Tombini killer, crepe nell’asfalto, buche larghe mezzo metro, dossi improvvisi. In scooter o auto è un sobbalzo ogni due secondi. Nel XVI Municipio due anni non bastano al Comune a rifare il manto di via della Pisana, nonostante un contributo di 3 milioni dalla Regione Lazio. Gli abitanti sono costretti a tapparsi l’asfalto da soli col cemento. Con la pioggia esce schiuma bianca dai tombini. Sembra un film, ed è via della Pisana. Il Codacons ha calcolato che sugli oltre 5mila chilometri di strade della capitale ci sono mezzo milione di buche. Una ogni 10 metri. Larghezza media 40 centimetri. Roma è una gruviera. Ma è nei Municipi periferici come il XVI che la battaglia della buca è persa ancor prima di combattere.
Il XVI - Monteverde, Bravetta, Portuense, Gianicolense, Pisana, Maccarese, Castel di Guido - 143mila abitanti, un territorio di 73 chilometri quadri, grande per estensione come Firenze, ha in bilancio per il 2008 appena 900mila euro per la manutenzione delle buche. «Bastano sì e no per un paio di strade - denuncia il capogruppo di An, Fabrizio Santori -. Le altre devono sperare di finire nella prossima lista». Ci vorrebbe un miracolo. Il 50 per cento delle vie a Monteverde Nuovo avrebbe urgente bisogno di interventi, a Monteverde Vecchio il 60 per cento. In altre zone stanno ancora peggio.
E poi ci sono i tempi lunghi una quaresima per gli interventi diretti sulle grandi arterie. A volte un anno non basta a fare i lavori. Ce ne vogliono due. Via della Pisana, ad esempio. Una manciata di chilometri da Bravetta alla sede del consiglio regionale. Altri 2-3 chilometri dal Raccordo a Malagrotta. Quasi ogni giorno auto ferme in mezzo alla strada, incidenti, alcuni anche mortali. Ben tre i milioni di euro stanziati a marzo 2006 dalla Regione come contributo al Comune per rifare il manto stradale nel tratto esterno al Gra. «Ma dopo un anno siamo ancora in alto mare - denuncia il consigliere del XVI Antonio Aumenta, An - e gli incidenti continuano».

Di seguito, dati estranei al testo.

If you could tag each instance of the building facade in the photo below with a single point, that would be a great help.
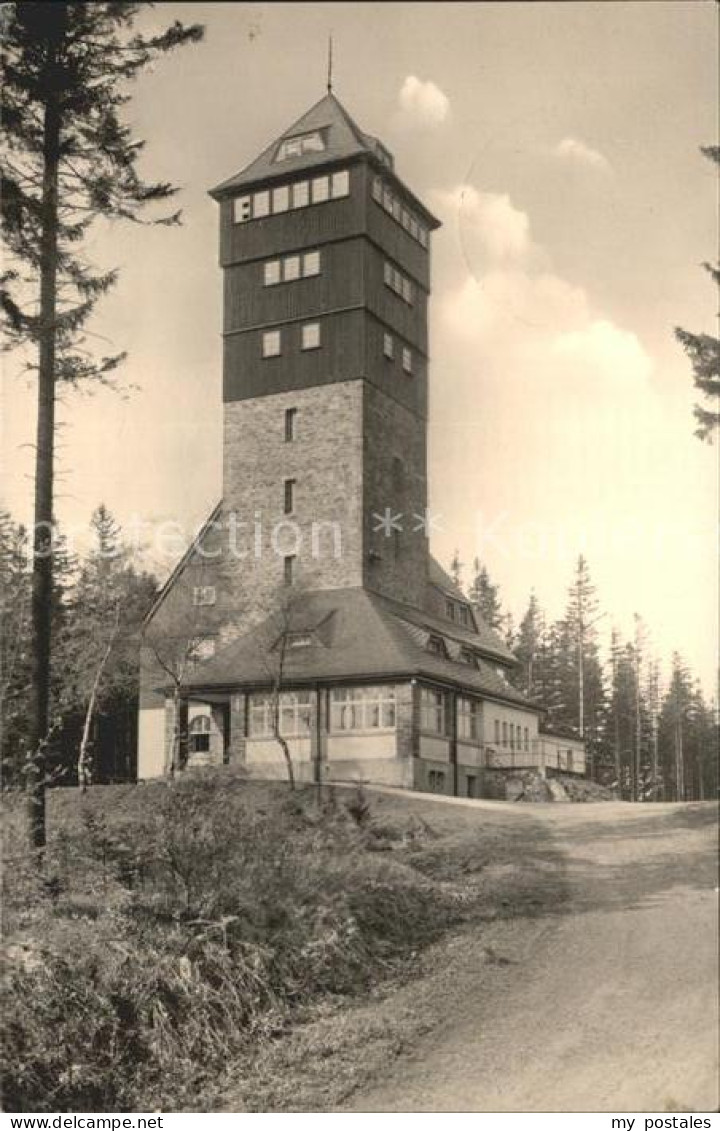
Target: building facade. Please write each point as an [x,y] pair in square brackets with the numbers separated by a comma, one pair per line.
[310,602]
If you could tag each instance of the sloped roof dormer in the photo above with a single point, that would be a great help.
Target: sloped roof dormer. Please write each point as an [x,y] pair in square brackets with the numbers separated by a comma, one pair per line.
[341,138]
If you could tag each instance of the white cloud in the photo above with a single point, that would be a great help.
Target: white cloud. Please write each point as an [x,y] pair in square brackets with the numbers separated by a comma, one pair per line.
[423,103]
[572,149]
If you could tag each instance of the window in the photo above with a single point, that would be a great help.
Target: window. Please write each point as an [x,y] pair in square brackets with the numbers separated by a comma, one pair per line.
[204,595]
[340,183]
[436,780]
[304,143]
[298,639]
[371,708]
[261,204]
[289,497]
[200,734]
[272,273]
[291,268]
[311,336]
[294,715]
[280,198]
[436,645]
[433,710]
[399,213]
[301,193]
[311,264]
[320,190]
[202,649]
[271,344]
[468,719]
[242,209]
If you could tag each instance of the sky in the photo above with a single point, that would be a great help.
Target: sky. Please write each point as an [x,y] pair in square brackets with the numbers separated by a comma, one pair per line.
[560,146]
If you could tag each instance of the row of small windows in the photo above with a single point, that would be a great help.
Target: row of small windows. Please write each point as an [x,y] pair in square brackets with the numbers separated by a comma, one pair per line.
[272,339]
[371,708]
[297,195]
[512,735]
[292,268]
[398,283]
[388,348]
[388,200]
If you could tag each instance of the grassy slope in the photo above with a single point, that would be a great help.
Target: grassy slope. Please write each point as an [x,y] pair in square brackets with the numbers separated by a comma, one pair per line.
[297,914]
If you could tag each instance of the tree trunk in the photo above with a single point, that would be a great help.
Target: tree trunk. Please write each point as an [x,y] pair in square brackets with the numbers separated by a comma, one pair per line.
[44,456]
[84,768]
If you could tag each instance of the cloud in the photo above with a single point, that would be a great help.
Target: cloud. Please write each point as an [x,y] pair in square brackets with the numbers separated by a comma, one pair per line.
[572,149]
[423,103]
[489,227]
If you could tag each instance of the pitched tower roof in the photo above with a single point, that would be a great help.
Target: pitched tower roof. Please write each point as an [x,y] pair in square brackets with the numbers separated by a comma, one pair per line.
[343,138]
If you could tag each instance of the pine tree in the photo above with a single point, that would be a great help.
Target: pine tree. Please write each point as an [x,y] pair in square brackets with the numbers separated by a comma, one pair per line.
[69,161]
[703,351]
[485,597]
[101,641]
[528,648]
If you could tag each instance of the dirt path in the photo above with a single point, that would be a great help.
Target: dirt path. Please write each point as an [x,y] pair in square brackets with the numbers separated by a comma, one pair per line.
[610,1003]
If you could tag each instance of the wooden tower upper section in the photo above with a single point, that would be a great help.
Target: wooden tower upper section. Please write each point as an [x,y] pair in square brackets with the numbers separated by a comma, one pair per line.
[326,258]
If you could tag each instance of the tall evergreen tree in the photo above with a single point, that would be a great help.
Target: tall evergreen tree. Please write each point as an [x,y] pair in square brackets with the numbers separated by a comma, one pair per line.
[485,596]
[703,351]
[70,160]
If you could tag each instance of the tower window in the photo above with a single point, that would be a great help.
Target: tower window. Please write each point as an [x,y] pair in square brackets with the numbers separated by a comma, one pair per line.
[280,198]
[340,183]
[311,264]
[311,336]
[289,497]
[301,193]
[261,204]
[291,268]
[320,190]
[272,273]
[204,595]
[242,209]
[271,344]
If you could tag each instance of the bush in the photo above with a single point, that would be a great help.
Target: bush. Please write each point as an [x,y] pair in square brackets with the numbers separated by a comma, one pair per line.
[187,922]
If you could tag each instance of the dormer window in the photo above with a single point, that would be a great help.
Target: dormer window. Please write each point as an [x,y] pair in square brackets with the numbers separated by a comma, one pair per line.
[305,143]
[298,639]
[436,645]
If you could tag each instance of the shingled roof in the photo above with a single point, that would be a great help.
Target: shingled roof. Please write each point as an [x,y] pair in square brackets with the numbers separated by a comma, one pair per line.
[355,635]
[344,139]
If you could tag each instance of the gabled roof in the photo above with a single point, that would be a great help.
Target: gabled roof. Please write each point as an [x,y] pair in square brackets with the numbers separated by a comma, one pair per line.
[364,637]
[343,136]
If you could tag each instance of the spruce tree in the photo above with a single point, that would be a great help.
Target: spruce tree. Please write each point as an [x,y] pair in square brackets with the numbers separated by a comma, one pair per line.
[485,596]
[703,351]
[70,160]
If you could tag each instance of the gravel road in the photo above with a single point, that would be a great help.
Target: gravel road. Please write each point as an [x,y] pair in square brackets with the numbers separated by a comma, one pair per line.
[607,1003]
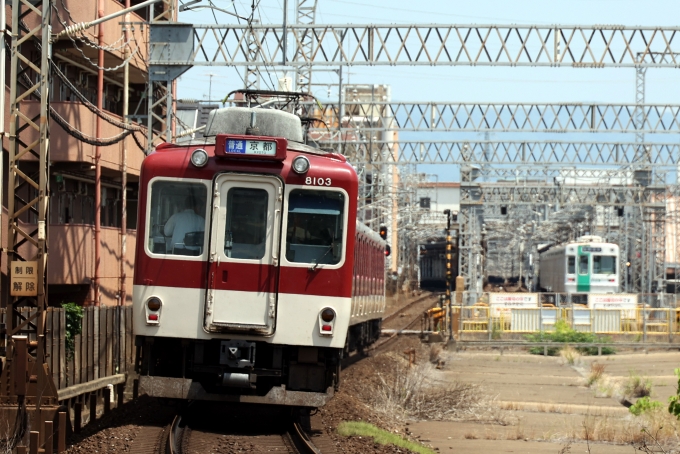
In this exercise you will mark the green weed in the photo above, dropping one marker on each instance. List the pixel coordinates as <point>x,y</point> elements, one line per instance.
<point>383,437</point>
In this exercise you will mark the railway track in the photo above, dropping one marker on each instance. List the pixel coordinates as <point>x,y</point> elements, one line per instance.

Proprio a Bravetta il degrado tocca l’apice. Marciapiedi pericolanti, piccole voragini. E da quest’estate una misteriosa schiuma bianca fuoriesce dai tombini. Santori e Aumenta denunciano lo strano fenomeno: «La schiuma rende il manto stradale viscido, sono tanti i motorini che improvvisamente cadono sull’asfalto». E non basta. La metà circa delle vie del XVI sono private, ma aperte al pubblico transito. In caso di danni, però, il Comune pretende che paghino i privati, rimarcano Santori e Aumenta: «Alla scuola elementare e materna Raffaello Sanzio, ad esempio, che ufficialmente dà su via del Casaletto, per motivi di sicurezza i bambini escono da via Funaioli, strada privata. Con il viavai di auto e pulmini l'asfalto ormai è sparito, c'è solo una miriade di buche. Ma il Comune si guarda bene dal muovere un dito».